I don't think there is a single subject to ever grace our collective consciousness that so blatantly highlights people's bankrupt epistemologies and un critical acceptance of conventional dogma.
You say your interest in UFOs waned once you learnt a skeptical approach to the world. Well that's great, if you continue the rather odd (albeit ubiquitous) conflation of UFOs with the supernatural. Not only should we deliniate the different evidential requirements between genuinely supernatural phenomena, and the perfectly naturalistic theory that alien civilizations are visitng our planet, but it might also be worthwhile if instead of accepting the mainstream media's line that there's no hard evidence for UFOs, you actually tried looking for it yourself. Lord knows you didn't discover your political talking points from the BBC...

This blog, and this entry in particular, would be a good start - http://devoid.blogs.heraldtribune.com/10052/2008-worst-ufo-media-year-ever/

That is hard evidence of UFOs. In fact there's tonnes of it.
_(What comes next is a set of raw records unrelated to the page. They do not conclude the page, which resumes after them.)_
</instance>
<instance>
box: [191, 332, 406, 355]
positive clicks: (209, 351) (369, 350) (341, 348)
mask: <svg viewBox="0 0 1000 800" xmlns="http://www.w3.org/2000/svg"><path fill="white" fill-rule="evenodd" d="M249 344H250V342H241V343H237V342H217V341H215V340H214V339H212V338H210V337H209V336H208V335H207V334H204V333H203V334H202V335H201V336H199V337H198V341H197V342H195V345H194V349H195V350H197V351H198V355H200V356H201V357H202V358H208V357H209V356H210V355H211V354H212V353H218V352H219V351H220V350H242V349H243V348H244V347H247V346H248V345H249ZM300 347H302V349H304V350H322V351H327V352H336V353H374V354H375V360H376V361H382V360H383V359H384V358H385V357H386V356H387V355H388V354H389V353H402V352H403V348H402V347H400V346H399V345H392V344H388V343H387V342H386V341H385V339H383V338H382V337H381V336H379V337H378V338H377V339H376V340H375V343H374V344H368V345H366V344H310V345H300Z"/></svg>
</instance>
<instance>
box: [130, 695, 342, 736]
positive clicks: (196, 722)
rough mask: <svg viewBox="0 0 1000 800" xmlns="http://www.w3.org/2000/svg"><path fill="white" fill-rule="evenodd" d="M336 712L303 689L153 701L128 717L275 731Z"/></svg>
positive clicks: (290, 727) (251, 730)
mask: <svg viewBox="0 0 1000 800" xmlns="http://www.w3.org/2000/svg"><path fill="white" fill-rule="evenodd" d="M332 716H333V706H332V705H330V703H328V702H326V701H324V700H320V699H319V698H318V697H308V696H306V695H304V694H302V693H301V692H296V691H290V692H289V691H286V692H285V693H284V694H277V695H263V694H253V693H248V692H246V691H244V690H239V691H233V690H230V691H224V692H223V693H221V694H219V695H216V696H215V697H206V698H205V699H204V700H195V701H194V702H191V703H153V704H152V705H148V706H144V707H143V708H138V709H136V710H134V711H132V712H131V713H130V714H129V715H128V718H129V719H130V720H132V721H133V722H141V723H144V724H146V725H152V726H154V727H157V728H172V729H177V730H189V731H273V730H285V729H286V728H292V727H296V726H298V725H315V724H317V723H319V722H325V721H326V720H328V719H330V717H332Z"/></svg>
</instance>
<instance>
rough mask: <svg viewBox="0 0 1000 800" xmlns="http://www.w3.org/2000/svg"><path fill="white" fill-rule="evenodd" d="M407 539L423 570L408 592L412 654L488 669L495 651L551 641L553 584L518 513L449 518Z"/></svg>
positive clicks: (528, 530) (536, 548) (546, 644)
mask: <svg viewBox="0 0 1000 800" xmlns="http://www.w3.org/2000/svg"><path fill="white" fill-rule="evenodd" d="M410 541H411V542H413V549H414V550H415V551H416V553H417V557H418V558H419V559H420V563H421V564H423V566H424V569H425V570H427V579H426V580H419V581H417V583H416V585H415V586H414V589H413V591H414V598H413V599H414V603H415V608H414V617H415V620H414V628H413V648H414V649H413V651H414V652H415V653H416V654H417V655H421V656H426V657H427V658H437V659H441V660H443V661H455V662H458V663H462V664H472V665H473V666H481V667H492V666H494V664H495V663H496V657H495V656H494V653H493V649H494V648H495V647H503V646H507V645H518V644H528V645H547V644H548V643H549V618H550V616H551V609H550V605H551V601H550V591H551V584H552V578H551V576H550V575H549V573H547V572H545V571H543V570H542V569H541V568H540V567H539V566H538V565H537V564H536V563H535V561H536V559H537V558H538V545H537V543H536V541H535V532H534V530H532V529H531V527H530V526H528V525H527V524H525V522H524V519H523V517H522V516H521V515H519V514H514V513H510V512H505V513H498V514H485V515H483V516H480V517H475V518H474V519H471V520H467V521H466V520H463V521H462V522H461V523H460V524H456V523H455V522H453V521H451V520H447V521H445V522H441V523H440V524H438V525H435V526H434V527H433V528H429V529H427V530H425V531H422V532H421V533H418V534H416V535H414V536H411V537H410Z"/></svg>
Some of the testimony in the press conference covered in this documentary I would imagine to be at odds with what you consider to be the average UFO "experiencer" - http://www.youtube.com/watch?v=2nItzZrEkCI

I only skimmed the other comments to this entry, but I noticed someone mention the idea of aliens visiting us as being scientifically impossible. Well it isn't - http://mkaku.org/home/?page_id=250

Kaku, in a recent radio interview also mentioned something interesting about the recent Royal society's conference - http://royalsociety.org/Is-there-anybody-out-there/
He mentioned that the MAJORITY position amongst these academics was that "if in the occasion" of ET contact, it would NOT be desirable to tell the public. For the usual reasons i.e. it would disrupt society/scare people. Of course I'm not suggesting these are the people behind sucha conspiracy theory, but it does offer a precedent that allows us to consider the possiblity that those in certain parts of the military/intelligence services, might just hold similar views.
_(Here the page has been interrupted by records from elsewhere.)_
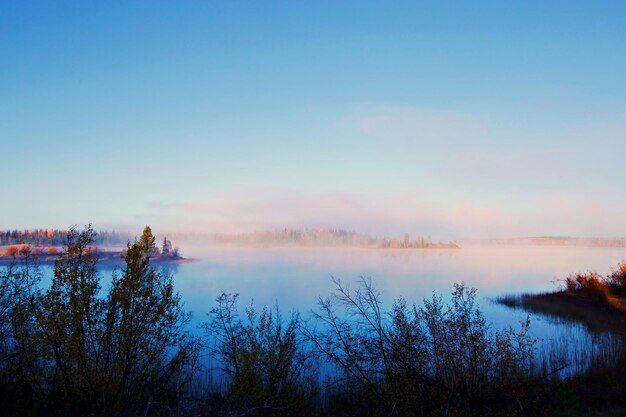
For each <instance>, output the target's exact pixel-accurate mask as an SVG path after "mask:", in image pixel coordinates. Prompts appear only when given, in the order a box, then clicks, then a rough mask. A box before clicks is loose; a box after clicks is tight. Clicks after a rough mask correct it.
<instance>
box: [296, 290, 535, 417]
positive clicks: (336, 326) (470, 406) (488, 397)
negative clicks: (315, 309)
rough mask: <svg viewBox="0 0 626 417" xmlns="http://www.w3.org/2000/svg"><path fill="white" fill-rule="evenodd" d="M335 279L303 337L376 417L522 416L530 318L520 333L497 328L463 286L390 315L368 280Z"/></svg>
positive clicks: (475, 292) (526, 320)
mask: <svg viewBox="0 0 626 417" xmlns="http://www.w3.org/2000/svg"><path fill="white" fill-rule="evenodd" d="M334 282H335V284H336V291H335V293H334V294H332V295H331V296H329V297H327V298H325V299H321V300H320V301H319V310H318V312H316V313H315V316H314V323H313V324H311V325H310V326H309V327H307V328H305V329H304V332H305V334H306V335H307V337H308V339H309V340H310V341H311V342H312V343H313V345H314V346H315V348H316V349H317V351H318V352H319V353H320V354H322V355H323V356H324V357H325V358H327V359H328V360H330V361H331V362H332V363H334V364H335V365H336V366H337V367H338V369H339V370H340V371H341V372H342V373H343V375H344V386H346V387H351V386H352V387H357V388H358V391H360V392H362V393H364V394H366V395H363V396H364V397H366V398H367V397H369V399H370V401H371V407H370V410H372V411H371V412H372V415H391V414H393V413H396V412H397V413H398V415H484V414H489V413H492V412H493V410H500V411H502V410H505V411H506V412H507V413H508V414H514V413H515V412H519V411H521V410H520V407H521V404H522V402H523V401H524V400H525V398H526V397H525V395H526V391H527V388H526V387H527V383H528V381H529V380H530V379H531V378H532V377H533V374H534V348H535V340H534V339H532V338H531V337H530V336H529V321H528V320H526V321H525V322H524V323H523V324H522V326H521V328H520V329H519V330H518V331H514V330H513V329H512V328H508V329H506V330H504V331H500V332H498V331H492V330H491V329H490V327H489V325H488V324H487V323H486V321H485V319H484V317H483V315H482V313H481V311H480V310H479V309H478V306H477V304H476V301H475V297H476V290H475V289H469V288H467V287H466V286H465V285H464V284H457V285H455V287H454V292H453V293H452V299H451V301H450V302H449V303H445V302H444V301H443V299H442V298H441V297H439V296H436V295H433V297H432V298H431V299H429V300H424V302H423V305H422V306H421V307H418V306H416V305H412V306H408V305H407V303H406V301H405V300H404V299H399V300H396V302H395V303H394V306H393V309H392V310H391V311H385V310H384V309H383V307H382V303H381V299H380V297H381V294H380V292H378V291H377V290H376V289H375V288H374V287H373V285H372V283H371V281H370V280H369V279H366V278H363V279H362V280H361V283H360V286H359V287H358V288H357V289H356V290H354V291H352V290H351V289H350V288H349V287H348V286H345V285H343V284H342V283H341V281H339V280H335V281H334ZM518 405H520V406H518Z"/></svg>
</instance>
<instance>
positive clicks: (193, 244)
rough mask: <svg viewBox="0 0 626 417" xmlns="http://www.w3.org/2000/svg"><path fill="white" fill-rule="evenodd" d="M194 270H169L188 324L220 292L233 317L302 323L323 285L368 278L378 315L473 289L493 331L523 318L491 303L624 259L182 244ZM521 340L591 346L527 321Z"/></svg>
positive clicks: (519, 314) (566, 333)
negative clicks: (534, 337) (269, 247)
mask: <svg viewBox="0 0 626 417" xmlns="http://www.w3.org/2000/svg"><path fill="white" fill-rule="evenodd" d="M181 249H182V251H183V253H184V255H185V256H186V257H193V258H197V259H198V262H194V263H187V264H181V265H177V266H176V267H175V268H174V269H175V270H174V271H173V272H174V275H175V283H176V287H177V289H178V290H179V291H180V292H181V294H182V296H183V299H184V301H185V304H186V308H187V310H189V311H191V312H192V313H193V315H194V316H193V324H192V326H193V327H195V326H196V325H197V324H198V323H200V322H202V321H205V320H206V313H207V312H208V311H209V310H210V309H211V307H212V306H213V305H214V300H215V297H216V296H217V295H218V294H219V293H220V292H221V291H226V292H231V293H239V294H240V307H242V308H243V307H245V306H246V305H248V304H249V303H250V301H252V300H254V303H255V305H257V306H262V305H274V304H275V303H278V305H279V306H280V308H281V310H282V311H283V312H287V311H289V310H291V309H297V310H298V311H300V312H301V313H302V314H303V315H304V316H306V315H307V313H308V312H309V311H310V310H311V309H314V308H316V302H317V299H318V297H319V296H325V295H327V294H329V293H330V292H331V291H332V290H333V283H332V282H331V277H336V278H340V279H341V280H342V281H344V282H348V283H354V284H353V285H355V284H356V282H357V281H358V280H359V278H360V277H361V276H367V277H371V278H372V280H373V282H374V284H375V285H376V287H377V288H378V289H379V290H381V291H382V293H383V301H384V303H385V305H386V306H387V307H391V303H392V302H393V300H394V299H395V298H397V297H400V296H402V297H404V298H406V299H407V300H408V301H409V302H411V303H412V302H416V303H421V301H422V299H423V298H425V297H429V296H430V295H431V294H432V293H433V292H437V293H439V294H442V295H444V296H447V295H449V294H450V293H451V291H452V288H453V284H454V283H460V282H465V283H466V284H467V285H468V286H472V287H476V288H478V298H479V303H480V307H481V309H482V310H483V312H484V313H485V316H486V318H487V320H488V322H491V323H493V325H494V328H502V327H504V326H508V325H513V326H514V327H515V326H516V325H518V323H519V322H520V321H521V320H522V319H524V318H525V317H526V316H527V313H526V312H524V311H521V310H515V309H511V308H508V307H504V306H502V305H499V304H496V303H494V302H493V301H492V300H493V298H494V297H497V296H501V295H505V294H518V293H524V292H543V291H552V290H554V289H556V288H557V287H558V286H559V282H558V280H560V279H563V278H564V277H565V276H567V275H568V274H569V273H573V272H580V271H587V270H597V271H598V272H600V273H603V274H605V273H608V272H609V271H610V268H611V267H614V266H615V265H617V263H618V262H620V261H622V260H624V259H626V249H625V248H585V247H551V246H464V247H463V249H461V250H374V249H357V248H293V247H283V248H238V247H215V246H208V245H199V244H189V245H182V247H181ZM531 320H532V324H531V330H532V333H533V335H535V336H536V337H537V338H539V339H540V344H539V349H540V350H544V351H549V350H551V349H552V350H554V348H555V347H562V346H563V344H564V343H566V344H567V345H568V347H567V349H566V350H568V351H569V352H570V354H572V355H577V356H578V357H581V352H583V354H582V356H585V357H587V360H588V359H589V358H588V355H587V353H585V352H591V351H592V350H594V349H595V348H596V347H597V346H598V343H599V342H598V338H604V337H607V335H593V334H590V333H588V332H587V331H586V329H585V328H584V327H583V326H581V325H575V324H568V323H562V322H558V321H556V320H554V319H551V318H547V317H543V316H537V315H531Z"/></svg>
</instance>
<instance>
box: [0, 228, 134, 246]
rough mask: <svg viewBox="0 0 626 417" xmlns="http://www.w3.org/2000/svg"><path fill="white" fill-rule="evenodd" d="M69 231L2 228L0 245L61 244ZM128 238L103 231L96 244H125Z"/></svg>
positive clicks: (63, 243) (58, 244)
mask: <svg viewBox="0 0 626 417" xmlns="http://www.w3.org/2000/svg"><path fill="white" fill-rule="evenodd" d="M67 232H68V231H67V230H60V229H33V230H2V231H0V246H4V245H33V246H61V245H63V244H64V243H65V241H66V238H67ZM128 239H129V235H128V234H122V233H119V232H115V231H109V232H106V231H101V232H98V233H97V234H96V236H95V238H94V243H95V244H96V245H120V244H125V243H126V242H127V241H128Z"/></svg>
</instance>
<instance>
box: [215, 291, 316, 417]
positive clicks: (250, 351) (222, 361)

It's such a shame to constantly see the berating of this subject from the left. While the reason for it is obvious (as a rhetorical device to disassociate yourselves from the conspiracy tag you are often ascribed by the mainstream media), it's the most disheartening, because if even those who would support the open disclosure of such important information ridicule it's very existence, there doesn't seem much hope that such disclosure will soon (or ever) take place.